Interview: how did a tiny “slow lifestyle” magazine from Portland become one of the most influential forces in design? Dezeen’s Dan Howarth spoke to Kinfolk co-founder Nathan Williams to find out.
Kinfolk has grown from a little-known independent publication to a household name in less than five years.
The Kinfolk look has become so influential that every over-styled, washed-out Instagram photo of a succulent or a cup of coffee is now deemed to be part of its visual bandwagon.
“If you go through the Kinfolk Instagram there’s not a single photo of a latte,” Williams told Dezeen, “but somehow it’s started and kind of grown as its own thing that is actually completely out of our control.”
In an interview with Dezeen last year, Fab co-founder Jason Goldberg described Kinfolk’s earthy, analogue-style photography of rustic interiors and objects as “a little bit like Brooklyn, a little bit Shoreditch, hipster yet accessible”.
“Everyone wants to have the Kinfolk look,” Goldberg said. “People will seek out an object, and put it on their table, spend like an hour just getting ready for an Instagram photo, put a filter on it and they’ve got it, that’s the Kinfolk look.
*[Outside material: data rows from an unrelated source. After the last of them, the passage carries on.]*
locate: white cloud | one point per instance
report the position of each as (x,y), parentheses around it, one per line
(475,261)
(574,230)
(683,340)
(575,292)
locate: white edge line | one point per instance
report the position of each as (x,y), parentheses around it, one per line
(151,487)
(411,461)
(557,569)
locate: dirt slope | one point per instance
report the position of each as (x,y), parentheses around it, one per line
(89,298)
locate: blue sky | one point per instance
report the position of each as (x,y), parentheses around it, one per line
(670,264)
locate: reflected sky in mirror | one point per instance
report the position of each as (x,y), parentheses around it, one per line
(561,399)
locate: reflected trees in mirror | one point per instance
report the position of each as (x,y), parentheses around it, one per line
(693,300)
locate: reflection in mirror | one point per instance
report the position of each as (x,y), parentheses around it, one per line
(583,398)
It’s fascinating that people do that.”
Williams – the magazine’s 29-year-old Canadian co-founder, editor-in-chief and creative director – originally set up the publication with friends in Portland, Oregon, while working as an analyst at financial corporation Goldman Sachs.
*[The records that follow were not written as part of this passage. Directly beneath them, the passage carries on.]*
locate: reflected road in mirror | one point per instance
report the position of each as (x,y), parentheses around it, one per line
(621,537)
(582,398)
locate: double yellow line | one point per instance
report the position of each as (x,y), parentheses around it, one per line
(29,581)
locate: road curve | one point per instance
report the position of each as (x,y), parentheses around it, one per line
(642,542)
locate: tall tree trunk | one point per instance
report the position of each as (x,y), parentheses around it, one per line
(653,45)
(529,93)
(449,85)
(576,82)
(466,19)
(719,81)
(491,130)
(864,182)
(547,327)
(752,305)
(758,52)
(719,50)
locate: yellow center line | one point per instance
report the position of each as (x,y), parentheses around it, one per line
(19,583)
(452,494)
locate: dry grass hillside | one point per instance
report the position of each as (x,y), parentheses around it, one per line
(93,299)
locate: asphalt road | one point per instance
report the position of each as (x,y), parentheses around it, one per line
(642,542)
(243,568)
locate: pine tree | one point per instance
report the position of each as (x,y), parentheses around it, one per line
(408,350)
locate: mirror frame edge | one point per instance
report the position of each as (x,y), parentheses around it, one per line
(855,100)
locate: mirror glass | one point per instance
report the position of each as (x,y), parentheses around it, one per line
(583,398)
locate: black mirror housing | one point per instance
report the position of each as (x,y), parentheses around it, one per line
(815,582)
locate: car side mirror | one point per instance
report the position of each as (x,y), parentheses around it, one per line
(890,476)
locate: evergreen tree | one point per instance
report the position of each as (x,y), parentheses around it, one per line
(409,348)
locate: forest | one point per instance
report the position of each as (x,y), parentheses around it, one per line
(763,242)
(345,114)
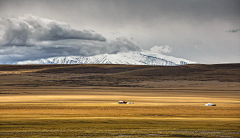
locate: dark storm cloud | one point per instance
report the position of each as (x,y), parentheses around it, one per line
(31,37)
(153,22)
(233,31)
(23,31)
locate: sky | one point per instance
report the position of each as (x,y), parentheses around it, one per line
(204,31)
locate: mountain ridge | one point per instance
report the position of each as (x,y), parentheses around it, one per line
(126,58)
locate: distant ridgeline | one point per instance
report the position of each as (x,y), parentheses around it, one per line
(127,58)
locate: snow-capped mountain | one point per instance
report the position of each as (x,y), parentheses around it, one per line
(128,58)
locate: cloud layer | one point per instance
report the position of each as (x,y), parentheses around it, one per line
(31,37)
(161,49)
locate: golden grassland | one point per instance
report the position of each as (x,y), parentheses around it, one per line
(46,104)
(94,112)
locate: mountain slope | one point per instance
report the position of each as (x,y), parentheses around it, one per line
(128,58)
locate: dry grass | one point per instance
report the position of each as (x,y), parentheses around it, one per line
(35,102)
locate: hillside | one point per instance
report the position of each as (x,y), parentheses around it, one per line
(114,75)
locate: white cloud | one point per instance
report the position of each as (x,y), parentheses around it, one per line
(161,49)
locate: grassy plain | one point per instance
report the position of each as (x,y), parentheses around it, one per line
(81,101)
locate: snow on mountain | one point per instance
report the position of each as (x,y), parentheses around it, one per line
(128,58)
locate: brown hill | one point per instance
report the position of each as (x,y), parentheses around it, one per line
(113,75)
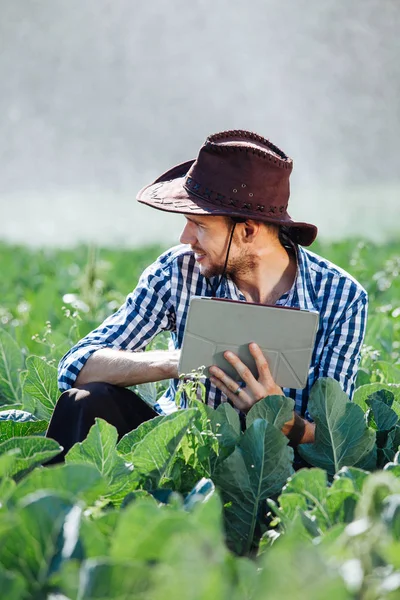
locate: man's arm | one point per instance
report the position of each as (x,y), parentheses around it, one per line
(125,368)
(111,353)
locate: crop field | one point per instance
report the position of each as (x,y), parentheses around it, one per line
(188,506)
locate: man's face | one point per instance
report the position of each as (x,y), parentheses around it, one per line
(209,237)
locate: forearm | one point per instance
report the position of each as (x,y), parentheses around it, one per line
(123,368)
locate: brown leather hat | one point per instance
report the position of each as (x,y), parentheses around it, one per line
(236,174)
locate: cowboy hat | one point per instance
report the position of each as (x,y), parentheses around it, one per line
(237,174)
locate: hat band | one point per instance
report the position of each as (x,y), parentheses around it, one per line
(197,189)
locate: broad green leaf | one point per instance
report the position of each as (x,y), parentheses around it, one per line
(391,514)
(312,485)
(390,372)
(11,364)
(97,534)
(45,534)
(104,578)
(341,435)
(41,383)
(192,567)
(226,423)
(258,468)
(382,395)
(341,501)
(394,465)
(356,476)
(33,451)
(82,481)
(10,429)
(127,443)
(392,444)
(153,457)
(277,410)
(290,505)
(7,486)
(99,449)
(7,461)
(378,486)
(200,493)
(384,418)
(12,585)
(144,530)
(361,394)
(296,568)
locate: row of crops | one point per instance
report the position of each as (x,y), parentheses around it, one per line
(189,506)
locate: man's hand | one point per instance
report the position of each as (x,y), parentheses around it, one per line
(257,389)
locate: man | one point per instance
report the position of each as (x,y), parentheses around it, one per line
(239,243)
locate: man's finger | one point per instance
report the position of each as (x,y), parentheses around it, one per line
(240,399)
(261,363)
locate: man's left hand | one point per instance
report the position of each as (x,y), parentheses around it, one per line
(256,389)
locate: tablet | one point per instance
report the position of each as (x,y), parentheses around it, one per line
(285,335)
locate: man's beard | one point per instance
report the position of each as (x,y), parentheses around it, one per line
(236,266)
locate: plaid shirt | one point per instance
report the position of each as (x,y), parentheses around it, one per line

“When we first started working on the magazine the core focus was more on food, shared meals, the idea of gathering around a table and sharing ideas with likeminded individuals, that was very much the focus,” he told Dezeen. “Our tagline was ‘a guide for small gatherings’ and it got a lot of traction right when we started it.”
The first issue of Kinfolk was published in July 2011, around nine months after Instagram first launched. It was first published by Weldon Owen in San Francisco, then independently after the seventh issue.
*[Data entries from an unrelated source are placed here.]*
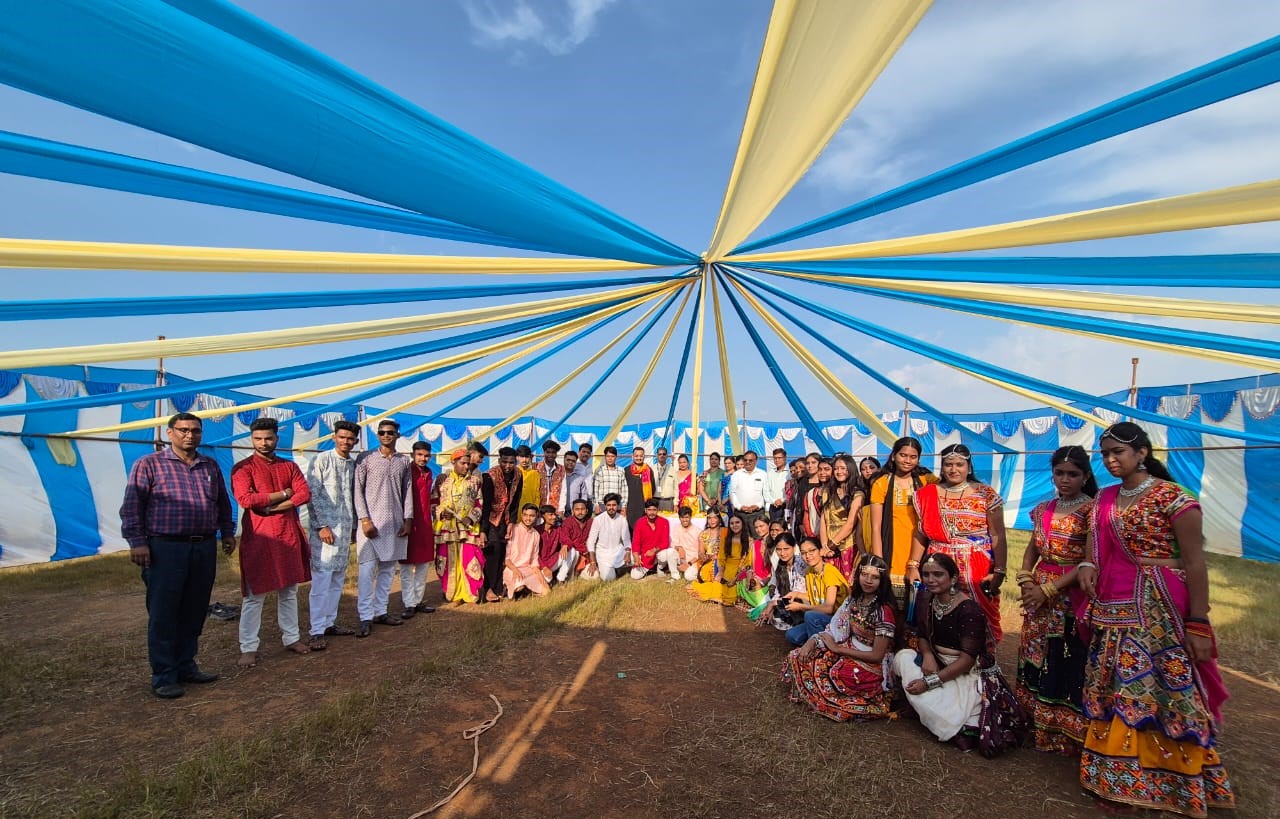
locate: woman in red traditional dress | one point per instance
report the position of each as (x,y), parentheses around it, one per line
(964,520)
(1052,649)
(1152,691)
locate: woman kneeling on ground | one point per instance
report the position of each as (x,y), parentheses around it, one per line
(787,577)
(951,673)
(842,672)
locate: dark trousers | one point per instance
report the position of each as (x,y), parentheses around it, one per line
(179,580)
(494,559)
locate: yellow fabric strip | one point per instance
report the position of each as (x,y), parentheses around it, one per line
(855,406)
(644,379)
(315,334)
(1069,300)
(483,371)
(543,337)
(1211,209)
(45,254)
(558,385)
(726,376)
(817,62)
(695,433)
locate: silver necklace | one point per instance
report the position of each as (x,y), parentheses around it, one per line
(941,611)
(1137,490)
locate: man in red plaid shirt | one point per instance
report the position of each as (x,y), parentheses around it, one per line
(176,504)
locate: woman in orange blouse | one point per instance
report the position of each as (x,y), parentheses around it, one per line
(965,520)
(1052,652)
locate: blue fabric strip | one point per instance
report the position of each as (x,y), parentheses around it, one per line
(297,371)
(1000,374)
(59,161)
(1246,270)
(71,500)
(613,366)
(1072,321)
(807,419)
(1226,77)
(524,366)
(247,302)
(680,374)
(209,73)
(887,383)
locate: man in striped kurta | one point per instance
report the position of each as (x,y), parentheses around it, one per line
(384,504)
(332,477)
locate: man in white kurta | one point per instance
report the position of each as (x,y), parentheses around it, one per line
(609,540)
(332,522)
(384,504)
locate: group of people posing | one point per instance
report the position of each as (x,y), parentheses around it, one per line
(885,579)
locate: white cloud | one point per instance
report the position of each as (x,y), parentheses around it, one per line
(519,23)
(974,76)
(1083,364)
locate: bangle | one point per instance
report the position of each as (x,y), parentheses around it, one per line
(1200,630)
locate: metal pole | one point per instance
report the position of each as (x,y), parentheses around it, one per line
(160,381)
(1133,384)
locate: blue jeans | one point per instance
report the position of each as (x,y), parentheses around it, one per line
(814,622)
(179,580)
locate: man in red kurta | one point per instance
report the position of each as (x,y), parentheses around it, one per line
(274,550)
(421,539)
(572,540)
(650,540)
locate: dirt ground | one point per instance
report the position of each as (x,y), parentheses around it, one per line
(670,709)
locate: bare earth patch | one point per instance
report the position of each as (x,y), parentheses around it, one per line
(621,700)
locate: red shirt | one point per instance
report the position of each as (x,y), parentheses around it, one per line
(650,538)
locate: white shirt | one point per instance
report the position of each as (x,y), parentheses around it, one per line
(776,484)
(746,489)
(609,539)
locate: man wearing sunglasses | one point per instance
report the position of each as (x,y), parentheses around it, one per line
(176,506)
(384,504)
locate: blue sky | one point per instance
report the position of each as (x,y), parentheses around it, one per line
(639,105)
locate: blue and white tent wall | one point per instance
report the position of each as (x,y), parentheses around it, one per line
(63,497)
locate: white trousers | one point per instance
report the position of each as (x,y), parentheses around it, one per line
(325,596)
(374,588)
(286,612)
(565,567)
(412,582)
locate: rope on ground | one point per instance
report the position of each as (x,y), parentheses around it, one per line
(474,735)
“We worked with them for the first seven issues and learnt the ropes of magazine publishing: meeting with distributors, figuring out how to do the proofing and the printing process so that we could eventually break off and publish the magazine independently on our own,” he said.
Kinfolk quickly expanded to cover all aspects of lifestyle and focussed on the idea of “slow living”, with a young, aspirational creative audience in mind. Around 70 per cent of its readership works in the creative industries, according to Williams.
The quarterly magazine currently has a circulation of 80,000. Each issue features a minimal matte cover with a pastel-coloured background, and contains around 176 pages printed on 80# Accent Opaque stock.
Building on its success, Williams set up his own lifestyle publishing house Ouur Media, which produces bespoke campaigns, films and publications for clients including Zara, Toast, West Elm, Diesel and LG Electronics.
The company has also produced two books: The Kinfolk Table and The Kinfolk Home, and will launch a new interiors title this autumn.